I am trying to give a reasoned answer to the following question:
Let $F/K$ be a finite field extension and let $p(x) \in K[x]$ be a irreducible polynomial (in $K[x]$, of course). If $p(x)$ has a root in $F$, is $[F:K]$ a multiple of $\deg(p(x))$?
I am pretty sure the answer to this question is $\textit{yes}$, but I am not sure how to make a formal argument for this. I have already proved that $[F:K] \neq \deg(p(x))$, but I don't know how to continue from here. Can someone help me?
On
Let $a$ be a root of $p$ in $F$. Then $Irr(a,K)=p$ and $|K(a):K|=deg(p)$.
Hence $|F:K|=|F:K(a)|\cdot |K(a):K|=|F:K(a)|\cdot deg(p)$
On
Let $\alpha\in F$ be a root of $p(X)$. Then we have a tower of extensions $$ K\subset K[\alpha]\subset F $$ where $K[\alpha]$ is the smallest subfield of $F$ containing $K$ and $\alpha$. By the multiplicativity of the degree in towers $$ [F:K]=[F:K[\alpha]]\cdot[K[\alpha]:K] $$ and one concludes since $[K[\alpha]:K]=\deg(p(X))$.
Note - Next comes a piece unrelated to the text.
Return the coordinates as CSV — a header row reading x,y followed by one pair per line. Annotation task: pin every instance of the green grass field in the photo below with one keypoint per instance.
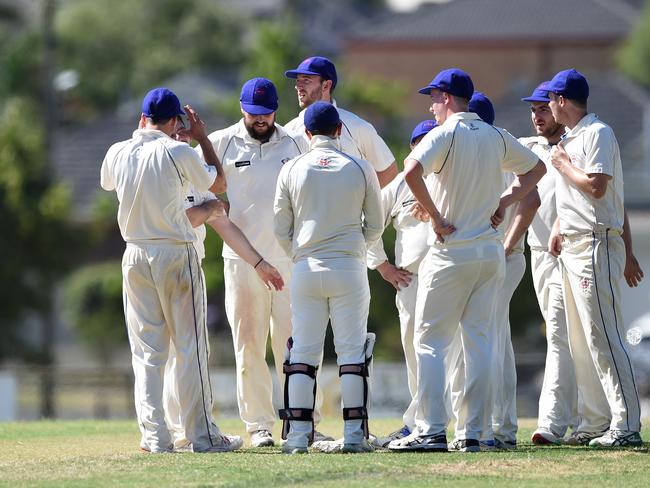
x,y
105,453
Let $L$ be a rupture field of $p$ over $K$ and $a$ a root of $p$ in $F$. Then $[F:K]=[F:K(a)][K(a):K]$ as $p$ is supposed to be irreducible over $K$ and all rupture fields are isomorphic to $L$. In particular $K(a)$.
This indeed leads to a positive conclusion of the question as $\deg p = [K(a):K]$.